1. No one knows what it is for. The thing about new Apple products is that no one really knows that they need one until they see it. This was Steve Job’s core philosophy when designing new products for Apple (although it can be argued that Apple never truly invented anything novel, but I digress…). The iPad Pro is a semi-new product, as it is an extension of the current iPad range, yet offers a novel twist (for Apple products) with the optional keyboard and Apple pencil. This may confuse consumers somewhat. The iPad Pro still runs iOS, which is probably not suitable for a lot of professionals. However, the powerful processor and almost 13” screen may be overkill for the average consumer. In some ways, it is the true middle child of the technological market which is currently saturated with options.
2. No force touch. This was a huge disappointment and there was absolutely no reason not to have included this emerging technological offering in Apple’s latest iPad. Featured as the main selling point of the new iPhone 6S and an integral part of the Apple Watch OS, it would have been an intuitive and welcome addition to the iPad Pro, offering novel and sophisticated ways for the iPad Pro’s exclusive apps to take advantage of. I strongly suspect that this will be included in future hardware revisions.
3. Expensive accessories. Although I feel that the accessories are over prices (£139 for the keyboard and £79 for the Apple pencil), some satisfaction is taken from the overall ‘package price’, which I will discuss shortly. The price being a pro or con is a little arbitrary and subjective.
What’s right with the iPad Pro? (again, in no particular order…)
1.Price. The iPad Pro starts at £679 for the 32 GB wifi only model, rising to £799 and £899 for the 128 GB wifi and wifi + cellular models, respectively. The Keyboard accessory is £139 and the Apple Pencil is £79. Factoring in the cost of the base model keyboard and pencil, the total comes to £897. I recall paying over £700 for the launch iPad (64 GB wifi + cellular) back in 2010. The iPad Air 2 starts at £399 and goes all the way up to £659, so £679 for the extra screen real estate, more powerful processor and upgradable options make the iPad Pro much more suitable for content creators.
2. It’s powerful! As I mentioned above, the A9X chip is a powerhouse, and can definitely handle complex multi-tasking and power-hungry apps.

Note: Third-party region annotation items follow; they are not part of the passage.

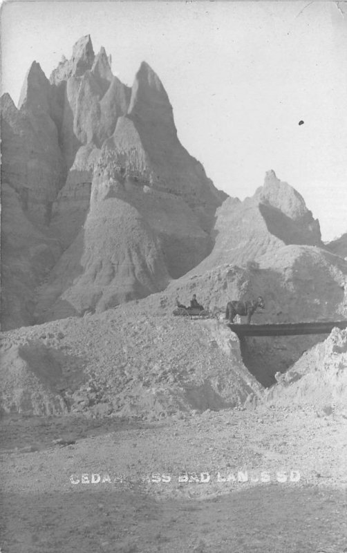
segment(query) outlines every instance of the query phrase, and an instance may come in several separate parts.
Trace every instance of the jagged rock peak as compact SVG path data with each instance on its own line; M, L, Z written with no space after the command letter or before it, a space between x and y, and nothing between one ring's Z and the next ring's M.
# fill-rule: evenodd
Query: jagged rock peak
M17 111L15 102L8 92L5 92L1 96L1 113L3 113L6 109L15 109Z
M281 209L293 219L308 212L302 196L287 182L280 180L273 169L266 171L264 185L256 190L254 198L261 203Z
M109 81L112 80L113 75L111 70L110 60L104 46L101 47L100 51L95 56L91 71L97 77Z
M55 69L50 77L51 83L58 84L62 81L67 80L72 75L80 77L88 69L91 69L94 63L95 54L90 35L82 37L73 47L73 57L67 60L64 57Z
M144 84L147 84L151 88L156 88L158 92L163 93L167 95L159 77L146 62L142 62L135 78Z
M169 97L158 76L146 62L142 62L135 77L128 113L142 120L160 121L176 131Z
M48 91L49 81L37 62L32 62L21 87L18 108L48 109Z

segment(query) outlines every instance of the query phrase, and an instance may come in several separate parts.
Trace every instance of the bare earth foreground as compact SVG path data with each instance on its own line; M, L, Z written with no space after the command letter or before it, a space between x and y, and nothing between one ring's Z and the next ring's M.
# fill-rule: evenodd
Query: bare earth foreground
M6 415L1 552L342 553L345 429L344 414L308 408L149 422Z

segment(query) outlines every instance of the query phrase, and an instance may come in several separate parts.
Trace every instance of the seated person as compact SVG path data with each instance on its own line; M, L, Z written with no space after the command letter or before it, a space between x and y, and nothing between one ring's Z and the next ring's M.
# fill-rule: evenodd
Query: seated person
M203 306L200 306L200 303L198 303L196 294L194 294L192 299L190 300L190 306L192 309L200 309L200 311L203 310Z

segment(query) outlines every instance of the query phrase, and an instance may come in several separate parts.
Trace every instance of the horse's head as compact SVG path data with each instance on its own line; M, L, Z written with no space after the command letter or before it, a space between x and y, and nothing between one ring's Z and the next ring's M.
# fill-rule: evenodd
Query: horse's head
M261 309L264 308L265 303L264 303L264 300L263 299L261 296L259 296L258 297L258 299L256 300L256 303L258 303L258 307L260 307Z

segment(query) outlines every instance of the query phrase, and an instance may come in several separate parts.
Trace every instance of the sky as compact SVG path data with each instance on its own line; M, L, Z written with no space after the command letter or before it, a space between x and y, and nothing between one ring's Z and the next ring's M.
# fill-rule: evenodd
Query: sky
M252 196L274 169L322 238L347 232L347 9L330 1L12 1L1 6L1 94L18 102L90 35L131 86L162 81L180 142L215 186ZM299 121L303 124L299 125Z

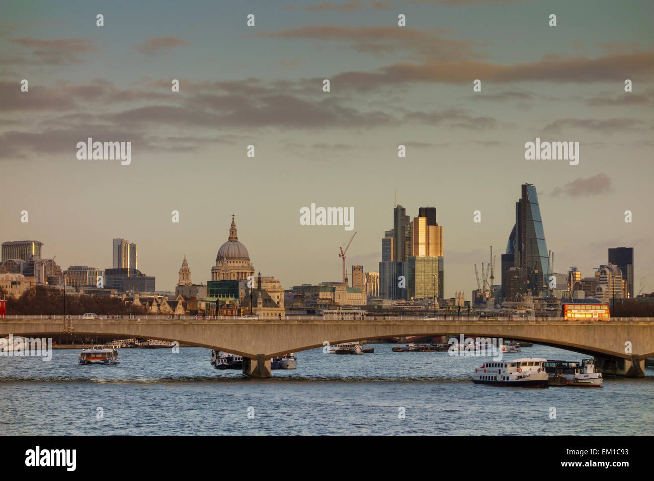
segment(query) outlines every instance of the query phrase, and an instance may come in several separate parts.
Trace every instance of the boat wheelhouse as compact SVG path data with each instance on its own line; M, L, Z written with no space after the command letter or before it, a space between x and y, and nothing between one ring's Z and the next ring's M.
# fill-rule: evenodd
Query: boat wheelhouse
M543 366L547 361L540 357L491 361L475 369L472 382L475 384L543 387L549 379Z
M77 359L79 364L115 364L118 362L118 351L112 347L94 346L83 349Z
M322 311L324 321L356 321L366 318L362 309L329 309Z
M330 354L363 354L363 346L361 342L343 342L330 346Z
M298 366L298 358L295 357L295 353L284 354L279 360L280 369L295 369Z
M241 369L243 366L243 356L218 351L215 366L216 369Z
M594 359L583 359L581 363L547 361L544 366L549 376L549 385L601 387L604 382L602 373L595 368Z

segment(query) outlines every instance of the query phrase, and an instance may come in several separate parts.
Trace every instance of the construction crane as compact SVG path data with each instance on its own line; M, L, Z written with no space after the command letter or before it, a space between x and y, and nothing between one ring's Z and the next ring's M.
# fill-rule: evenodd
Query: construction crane
M477 264L475 264L475 277L477 277L477 290L481 292L481 281L479 281L479 272L477 270Z
M347 276L345 275L345 253L347 252L347 249L350 248L350 244L352 243L352 240L354 238L354 236L356 235L356 232L352 234L352 237L350 238L350 241L347 243L347 247L345 247L345 250L343 250L343 246L339 247L341 249L341 253L338 255L339 257L343 258L343 283L347 284Z

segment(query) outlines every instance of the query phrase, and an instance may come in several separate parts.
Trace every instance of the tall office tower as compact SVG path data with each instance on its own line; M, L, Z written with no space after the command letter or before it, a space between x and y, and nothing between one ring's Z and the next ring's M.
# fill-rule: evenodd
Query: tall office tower
M634 292L634 248L613 247L609 249L609 264L620 268L623 278L627 282L627 295L635 297Z
M428 226L438 225L436 223L436 208L435 207L421 207L418 209L419 217L426 217Z
M568 285L571 293L581 289L581 271L576 267L571 267L568 271Z
M2 262L9 259L22 259L26 262L33 256L41 258L43 243L39 241L9 241L2 243Z
M408 216L406 210L402 205L393 209L393 242L395 249L395 260L406 260L406 230L409 227Z
M363 266L352 266L352 287L359 287L362 291L366 289Z
M366 293L371 297L379 297L379 273L366 272L364 277L366 277Z
M522 196L515 204L515 225L509 236L507 254L514 254L514 266L524 277L520 285L540 295L549 279L549 253L538 206L536 187L523 184Z
M379 296L389 300L406 299L407 287L400 276L407 277L407 263L396 261L379 262Z
M427 218L413 217L411 225L413 228L412 254L415 257L424 257L427 255Z
M128 262L129 262L128 245L129 242L125 239L114 239L112 268L128 268Z
M406 216L406 228L404 230L404 260L408 260L409 257L413 255L413 221L411 217Z
M386 231L381 240L381 260L395 260L395 235L392 229Z
M443 262L443 256L438 257L438 298L445 298L445 267Z
M423 217L424 219L424 217ZM439 258L410 256L407 262L409 298L424 299L438 296Z
M128 268L129 269L139 268L139 246L135 243L130 243L128 247Z
M130 243L126 239L114 239L113 268L137 269L139 264L139 247Z
M443 257L443 226L427 224L426 255Z
M502 296L509 296L509 269L513 267L513 253L502 255Z

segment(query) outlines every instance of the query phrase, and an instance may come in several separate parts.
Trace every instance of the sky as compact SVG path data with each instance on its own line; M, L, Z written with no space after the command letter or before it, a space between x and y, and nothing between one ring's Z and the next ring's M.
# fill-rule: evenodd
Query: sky
M233 213L262 275L284 288L337 281L354 232L348 271L378 270L396 195L412 218L436 207L445 296L469 299L490 245L499 272L529 183L555 272L592 276L609 247L632 247L636 291L641 277L654 285L649 0L2 9L0 240L39 240L64 269L111 268L122 238L158 290L174 289L184 255L206 283ZM88 137L131 142L130 164L78 160ZM526 160L536 137L579 142L579 164ZM354 230L301 225L312 203L353 208Z

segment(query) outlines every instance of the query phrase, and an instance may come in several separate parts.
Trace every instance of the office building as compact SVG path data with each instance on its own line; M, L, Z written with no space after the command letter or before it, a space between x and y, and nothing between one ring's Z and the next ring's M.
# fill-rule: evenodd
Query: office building
M135 293L154 292L155 279L146 276L137 269L123 268L105 270L105 287L119 291Z
M379 296L379 273L366 272L366 293L370 297Z
M406 262L379 262L379 297L389 300L405 300L408 293L406 279Z
M358 287L362 291L366 289L366 281L364 279L364 266L352 266L352 287Z
M424 217L422 217L424 219ZM407 262L409 298L433 298L438 296L439 258L411 256Z
M9 259L40 259L43 243L39 241L9 241L2 243L2 262Z
M507 275L510 256L513 267L520 270L523 279L517 283L517 292L523 287L531 289L534 295L540 295L546 289L549 278L549 253L545 240L543 221L538 205L536 187L523 184L521 198L515 204L515 224L509 236L506 255L502 257L502 276ZM511 278L515 272L511 274ZM511 283L515 284L513 280ZM504 279L502 285L508 285ZM509 291L512 291L510 287ZM506 295L506 294L505 294ZM509 296L506 295L508 297Z
M627 296L636 297L634 291L634 248L614 247L609 249L609 264L619 268L623 277L627 282Z
M436 208L435 207L421 207L418 209L418 217L426 219L428 226L438 225L436 223Z
M114 269L138 269L138 246L126 239L113 240Z

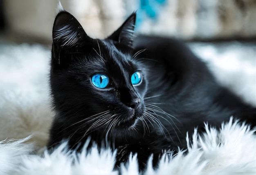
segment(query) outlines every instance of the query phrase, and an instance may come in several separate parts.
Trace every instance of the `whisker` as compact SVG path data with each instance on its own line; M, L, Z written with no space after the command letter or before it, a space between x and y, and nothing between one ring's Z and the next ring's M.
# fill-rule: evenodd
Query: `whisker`
M163 94L160 94L159 95L154 95L153 96L148 96L148 97L144 98L144 100L146 100L146 99L151 99L152 98L157 97L158 96L161 96L161 95L163 95Z
M144 52L144 51L145 51L146 49L142 49L141 50L139 50L139 51L137 52L134 54L134 55L133 55L133 56L132 56L132 59L131 59L132 61L133 61L133 60L134 60L134 59L135 59L136 58L136 56L137 56L139 54L141 53L142 53L143 52Z

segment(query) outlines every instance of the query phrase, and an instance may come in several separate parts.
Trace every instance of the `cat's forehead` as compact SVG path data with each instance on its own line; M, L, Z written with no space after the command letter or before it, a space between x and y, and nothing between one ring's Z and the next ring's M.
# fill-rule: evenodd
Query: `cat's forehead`
M111 41L97 40L92 50L97 56L97 61L101 60L112 69L116 67L129 70L136 67L129 49L117 47Z

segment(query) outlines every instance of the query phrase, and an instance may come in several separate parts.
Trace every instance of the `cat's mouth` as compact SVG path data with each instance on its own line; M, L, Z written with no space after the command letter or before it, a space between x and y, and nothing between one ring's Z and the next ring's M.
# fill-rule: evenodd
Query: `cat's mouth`
M137 114L136 115L135 114L126 117L120 123L120 124L118 125L118 126L123 128L124 126L125 128L130 128L136 123L138 118L139 117L137 116Z

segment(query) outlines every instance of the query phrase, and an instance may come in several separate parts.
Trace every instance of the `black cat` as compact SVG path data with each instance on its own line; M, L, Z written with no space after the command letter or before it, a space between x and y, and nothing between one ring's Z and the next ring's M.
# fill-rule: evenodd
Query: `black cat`
M53 30L50 83L56 115L48 146L68 139L78 150L88 137L118 150L117 166L131 152L143 169L153 154L185 148L187 132L231 116L253 126L256 110L219 85L179 40L134 37L136 14L103 40L88 36L63 11Z

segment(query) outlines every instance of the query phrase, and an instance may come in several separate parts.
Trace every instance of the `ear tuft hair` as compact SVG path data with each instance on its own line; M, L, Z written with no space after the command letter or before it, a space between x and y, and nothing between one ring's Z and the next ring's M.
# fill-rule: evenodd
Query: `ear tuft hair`
M62 5L61 5L61 3L60 1L59 1L58 3L57 7L56 8L56 10L57 13L65 11L64 8L63 8L63 7L62 7Z

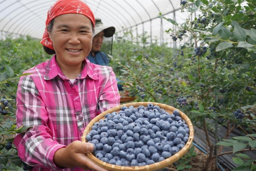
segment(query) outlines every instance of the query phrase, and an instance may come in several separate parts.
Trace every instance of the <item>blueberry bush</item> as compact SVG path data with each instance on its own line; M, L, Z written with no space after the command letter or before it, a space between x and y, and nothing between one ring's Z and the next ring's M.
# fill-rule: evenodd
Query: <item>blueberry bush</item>
M44 53L38 40L29 37L8 38L0 41L0 169L27 170L30 167L20 160L12 144L15 134L28 128L16 128L17 84L19 77L24 75L21 74L23 71L49 57Z
M174 42L180 41L178 49L145 44L138 49L133 40L120 40L111 57L114 71L131 83L125 88L135 101L172 105L202 128L208 152L205 170L216 156L230 153L236 155L234 170L254 170L255 155L246 152L256 150L256 2L182 0L180 5L189 14L183 23L159 14L176 27L166 32ZM156 54L157 47L161 53ZM224 136L216 129L221 125L227 127ZM241 136L230 137L235 128ZM233 151L223 152L225 146Z

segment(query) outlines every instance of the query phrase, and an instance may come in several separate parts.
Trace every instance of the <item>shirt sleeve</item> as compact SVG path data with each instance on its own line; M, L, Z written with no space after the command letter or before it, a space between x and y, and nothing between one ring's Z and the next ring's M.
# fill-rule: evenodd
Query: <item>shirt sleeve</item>
M66 146L53 140L41 98L33 79L29 76L21 77L17 91L17 127L30 128L16 135L13 142L21 159L29 165L62 170L54 162L53 157L57 150Z
M97 114L99 114L106 110L116 107L120 104L120 95L117 88L115 74L112 68L110 68L110 76L99 97L99 110Z

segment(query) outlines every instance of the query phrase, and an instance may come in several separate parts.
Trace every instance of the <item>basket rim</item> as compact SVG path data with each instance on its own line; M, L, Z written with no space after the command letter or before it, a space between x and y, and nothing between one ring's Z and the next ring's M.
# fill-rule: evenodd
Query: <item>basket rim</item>
M150 103L153 104L154 105L158 105L160 108L163 109L165 110L167 109L168 110L170 110L171 111L172 111L171 110L172 110L172 111L173 111L174 110L178 110L180 113L180 116L182 120L185 121L186 124L188 126L189 128L189 136L188 140L185 144L184 147L178 152L176 153L169 158L165 159L165 160L161 161L156 162L151 164L142 166L137 166L126 167L111 164L102 161L100 160L97 158L92 153L87 153L86 154L88 157L94 162L100 166L109 170L112 171L151 171L155 170L166 167L181 158L187 152L191 147L194 138L194 129L192 122L190 119L187 116L187 115L186 115L186 114L185 114L185 113L178 109L170 105L158 102L141 102L123 104L102 113L92 120L91 120L91 121L89 122L89 124L87 125L84 131L83 135L82 137L82 142L86 142L85 137L91 131L91 128L92 126L93 125L95 122L97 122L100 119L104 118L105 115L106 114L108 113L111 113L114 111L119 111L121 110L121 108L123 106L126 106L127 107L131 105L133 105L134 107L136 107L140 105L146 106L148 104Z

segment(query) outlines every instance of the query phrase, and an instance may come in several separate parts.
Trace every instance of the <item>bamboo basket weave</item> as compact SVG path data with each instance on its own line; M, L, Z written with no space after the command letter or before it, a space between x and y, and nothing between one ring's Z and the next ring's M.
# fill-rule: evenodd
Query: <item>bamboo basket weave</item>
M94 124L94 123L98 122L100 119L104 119L105 115L106 114L108 113L111 113L113 112L118 112L121 110L121 108L123 106L126 106L129 107L130 106L132 105L135 108L138 107L140 105L146 107L148 104L149 103L152 103L154 105L158 105L160 108L164 109L167 112L170 113L172 113L172 112L174 110L178 110L177 109L171 106L159 103L153 102L136 102L122 104L117 107L111 109L101 113L92 120L85 128L85 129L84 131L82 137L82 142L86 142L85 137L91 130L91 127ZM103 162L97 158L92 153L87 153L87 155L88 157L95 163L102 168L112 171L152 171L165 168L176 162L185 155L190 148L192 144L193 140L194 138L194 129L192 123L189 118L184 113L180 110L179 110L179 111L180 112L180 117L182 120L186 122L186 124L188 125L189 128L189 137L188 140L186 144L185 144L184 147L178 153L169 158L167 158L160 162L155 163L151 164L142 166L125 167L112 164Z

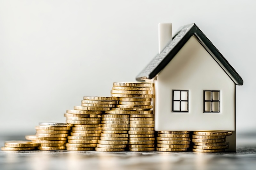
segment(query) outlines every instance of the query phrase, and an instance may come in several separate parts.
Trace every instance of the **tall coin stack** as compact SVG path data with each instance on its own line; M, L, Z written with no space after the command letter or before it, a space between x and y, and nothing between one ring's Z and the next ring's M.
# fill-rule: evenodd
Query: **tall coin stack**
M156 151L166 152L186 151L189 147L189 131L159 131Z
M68 137L67 150L93 151L100 139L101 132L101 114L110 110L117 103L117 98L84 97L82 106L75 106L64 114L67 122L73 124L71 136Z
M117 108L114 109L121 114L130 114L129 151L155 150L154 115L150 110L153 108L153 85L148 82L113 83L111 95L119 98Z
M232 132L194 131L192 135L194 145L192 151L196 152L224 152L229 147L226 142L226 136L232 135Z
M25 138L38 144L39 150L64 150L71 125L66 123L41 122L36 127L36 135L26 136Z

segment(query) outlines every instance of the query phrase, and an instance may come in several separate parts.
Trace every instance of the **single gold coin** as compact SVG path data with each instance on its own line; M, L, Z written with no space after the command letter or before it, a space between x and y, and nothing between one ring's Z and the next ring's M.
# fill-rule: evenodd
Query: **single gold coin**
M116 101L106 100L83 100L82 101L82 103L87 103L88 104L111 104L116 105L117 102Z
M70 144L69 143L67 143L66 144L66 147L74 147L75 148L92 148L96 147L97 145L97 144Z
M68 133L68 130L37 130L37 133L48 134L65 134Z
M158 131L159 133L164 134L186 134L189 133L189 131Z
M128 137L100 137L100 140L111 140L112 141L125 141L128 140Z
M127 130L123 130L123 131L116 131L115 130L102 130L102 133L127 133L128 131Z
M129 130L131 131L154 131L155 128L129 128Z
M81 133L70 132L71 136L83 137L98 137L100 136L100 133Z
M90 104L89 103L82 103L82 106L86 107L116 107L116 105L111 104Z
M100 130L101 127L73 127L72 130ZM95 132L94 132L95 133Z
M113 86L123 87L153 87L152 83L146 82L115 82Z
M129 121L129 118L101 118L101 120L103 121Z
M123 87L114 86L112 87L112 90L152 90L151 87Z
M37 126L36 127L36 130L68 130L71 127L68 126Z
M70 144L97 144L98 143L98 140L72 140L68 139L68 142Z
M154 94L128 94L111 93L111 96L115 97L132 97L134 98L153 98Z
M157 146L159 148L188 148L189 147L189 144L157 144Z
M126 148L126 145L110 145L110 144L97 144L97 147L102 148Z
M74 126L75 127L78 127L79 128L93 128L95 127L101 127L101 124L74 124Z
M182 152L187 151L188 148L156 148L156 150L157 151L164 152Z
M151 101L152 99L151 98L120 98L120 101Z
M224 152L225 149L192 149L192 151L196 152Z
M132 128L152 128L155 127L155 124L130 124Z
M105 113L109 114L152 114L153 110L110 110L105 112Z
M26 148L14 148L13 147L1 147L1 150L6 151L29 151L30 150L35 150L35 147L29 147Z
M83 99L84 100L107 100L107 101L118 101L117 97L102 97L96 96L84 96Z
M129 148L128 150L129 151L133 151L135 152L145 152L146 151L154 151L155 148Z
M68 136L68 134L49 134L47 133L36 134L36 136L45 137L65 137Z
M77 148L75 147L67 147L66 149L68 151L93 151L94 148Z
M130 121L154 121L154 117L130 117Z
M74 133L101 133L101 130L72 130Z
M77 115L100 115L103 112L101 111L78 110L67 110L67 113Z
M129 135L129 137L154 137L154 134L130 134Z
M101 123L100 121L83 121L67 120L66 122L68 123L71 124L99 124Z
M151 94L151 90L113 90L110 92L112 94Z
M85 106L74 106L75 110L95 110L99 111L107 111L110 110L109 107L86 107Z
M194 144L198 146L225 146L229 145L229 143L227 142L219 142L218 143L194 143Z
M38 146L47 146L48 147L57 147L58 146L65 146L66 144L38 144Z
M200 139L192 138L192 142L194 143L217 143L218 142L225 142L226 139Z
M67 143L67 140L32 140L33 143L42 144L63 144Z
M86 137L76 136L68 136L68 139L71 140L99 140L100 139L99 137Z
M100 121L100 118L92 117L67 117L67 120L70 121Z
M143 114L131 114L130 115L130 117L155 117L155 115L152 114L153 113L153 111L149 110L148 111L151 112L150 112L151 113L149 113L148 114L147 114L146 113L143 113ZM142 111L141 112L142 112ZM145 113L145 114L144 114L144 113Z
M112 141L110 140L99 140L98 143L99 144L108 144L111 145L124 145L128 144L128 141Z
M102 127L109 128L129 128L129 124L102 124Z
M128 147L130 148L154 148L155 144L128 144Z
M164 134L158 133L157 136L164 137L189 137L189 134Z
M155 137L131 137L129 138L130 141L147 141L155 140Z
M113 131L124 131L129 130L129 128L111 128L109 127L102 127L103 130L111 130Z
M65 150L66 149L65 146L56 146L51 147L49 146L39 146L37 149L38 150L43 151L56 151L57 150Z
M204 135L207 136L228 136L232 135L232 131L210 131L198 132L194 131L194 135Z
M132 131L129 130L128 133L130 135L153 134L155 133L155 131Z
M131 124L155 124L154 121L130 121Z
M192 138L201 139L225 139L226 136L204 136L192 135Z
M38 146L38 144L31 142L30 141L11 140L5 142L4 146L5 147L14 148L28 148L36 147Z
M129 144L154 144L155 141L150 140L146 141L129 141L128 143Z
M193 147L195 149L228 149L229 146L226 145L224 146L197 146L194 145Z
M116 105L117 107L129 108L151 109L153 108L152 105Z
M158 140L173 141L184 141L190 140L189 137L156 137L156 140Z
M158 140L157 143L161 144L189 144L190 143L190 141L164 141L164 140Z
M129 121L102 121L102 123L106 124L129 124Z
M129 118L129 115L102 115L103 118Z
M128 137L128 134L101 133L101 136L110 137Z
M124 151L125 150L124 148L104 148L96 147L95 148L95 150L101 152L120 152Z

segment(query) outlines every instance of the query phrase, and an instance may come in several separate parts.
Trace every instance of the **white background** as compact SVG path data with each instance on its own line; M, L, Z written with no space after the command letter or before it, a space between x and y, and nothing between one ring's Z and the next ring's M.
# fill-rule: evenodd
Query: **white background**
M173 35L195 23L241 76L237 130L255 130L255 9L249 0L2 0L0 134L64 121L83 96L109 96L113 82L134 81L167 22Z

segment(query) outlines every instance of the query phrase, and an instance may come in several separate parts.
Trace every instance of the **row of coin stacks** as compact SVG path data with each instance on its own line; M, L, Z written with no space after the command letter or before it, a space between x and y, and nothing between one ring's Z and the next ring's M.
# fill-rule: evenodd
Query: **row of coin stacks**
M156 151L183 152L189 147L189 131L159 131L156 137Z
M73 124L70 136L68 137L67 150L93 151L96 147L101 133L101 114L117 104L117 98L84 97L82 106L75 106L64 116L67 123Z
M26 136L25 138L38 144L39 150L64 150L66 149L67 137L71 125L65 123L40 122L36 127L36 135Z
M232 132L194 131L192 135L194 142L192 151L196 152L224 152L229 147L226 142L226 136L232 135Z

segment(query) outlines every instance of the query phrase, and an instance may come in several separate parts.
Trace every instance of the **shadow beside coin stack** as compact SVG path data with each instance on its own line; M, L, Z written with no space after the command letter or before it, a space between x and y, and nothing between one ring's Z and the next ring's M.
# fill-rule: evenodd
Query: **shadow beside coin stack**
M71 125L65 123L40 122L39 126L36 127L36 135L26 136L25 138L38 144L39 150L64 150Z
M226 142L226 136L232 135L232 131L194 131L193 133L192 151L204 152L224 152L229 144L229 142Z
M100 139L101 132L101 114L110 110L117 103L117 98L84 97L82 106L75 106L68 110L64 116L67 122L74 124L70 136L68 137L67 150L93 151Z

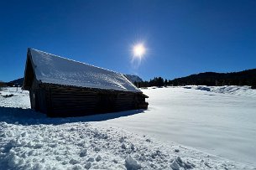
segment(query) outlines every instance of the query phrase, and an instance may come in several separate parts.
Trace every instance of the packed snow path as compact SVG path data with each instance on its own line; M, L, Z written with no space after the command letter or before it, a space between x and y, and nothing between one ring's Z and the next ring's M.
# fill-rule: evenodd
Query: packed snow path
M7 90L0 92L0 169L255 169L111 123L148 111L47 118L29 109L27 91Z
M148 111L106 122L256 166L256 90L185 86L143 92L149 96Z

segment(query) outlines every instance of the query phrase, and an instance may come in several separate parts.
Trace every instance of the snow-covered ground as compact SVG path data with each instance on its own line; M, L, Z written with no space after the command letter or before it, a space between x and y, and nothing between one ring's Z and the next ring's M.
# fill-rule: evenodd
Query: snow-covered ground
M0 169L256 169L255 95L147 89L148 111L47 118L3 90Z

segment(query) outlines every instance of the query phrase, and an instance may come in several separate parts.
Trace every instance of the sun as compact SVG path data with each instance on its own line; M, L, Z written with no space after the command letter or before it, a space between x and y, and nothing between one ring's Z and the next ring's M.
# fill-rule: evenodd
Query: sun
M138 44L133 46L133 56L142 58L146 52L146 49L143 44Z

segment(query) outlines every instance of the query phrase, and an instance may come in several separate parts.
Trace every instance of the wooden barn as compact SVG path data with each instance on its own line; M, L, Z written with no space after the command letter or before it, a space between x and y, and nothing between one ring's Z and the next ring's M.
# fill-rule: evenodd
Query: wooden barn
M31 108L48 116L148 108L148 96L123 74L30 48L23 88Z

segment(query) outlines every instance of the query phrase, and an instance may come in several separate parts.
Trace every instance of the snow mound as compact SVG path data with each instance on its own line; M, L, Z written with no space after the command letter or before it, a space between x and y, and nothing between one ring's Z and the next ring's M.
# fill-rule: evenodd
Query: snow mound
M231 94L246 96L256 96L256 90L250 86L225 85L225 86L206 86L206 85L187 85L185 89L194 89L215 93Z
M138 170L141 168L141 165L130 155L125 159L125 167L128 170Z
M43 83L140 92L123 74L34 49L30 51L36 79Z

3. Storage options. If I were to buy the iPad Pro, I would opt for the base model. Yes, 32 GB on the base model is not enough to store anything significant on the iPad, but for a handful of apps it is plenty. I don’t think that 128 GB is realistically going to store all the files, movies, music, etc of a given user, and we will inevitably be depending on iCloud storage whilst using this device.
4. Great hardware. Although I have not held an iPad Pro in person, Apple has boasted about the speakers and screen with online reviews confirming this claim. The iPad pro features four speakers, and the display, well, it’s a 13” retina screen with a screen resolution of 2732 x 2048 which provides a pixel density of 264 pixels per inch (ppi).
5. New accessories. The keyboard and Apple pencil provide an intuitive way to interact with the iPad Pro, and I envision that this will ultimately translate into new and exciting apps.
There is no doubt about the bottom line. The iPad Pro is an amazing piece of hardware. Conclusively, I feel that it is currently having a difficult time in finding it’s target market. In my case, I probably do not need one, which is why I am holding back. But I do know that I want one, and will undoubtedly find a place and purpose for it. My main gripe at the moment is that Apple has not included force touch, which I was really looking forward to on the larger screen. As it is also a fairly expensive product, which will cost me almost £1000, and factoring in that at the moment it is more for play than work (like the MacBook I got in April), I strongly believe that waiting for the second generation of the iPad Pro will firstly help see how the product fits into the line-up, and secondly has additional hardware features like force touch.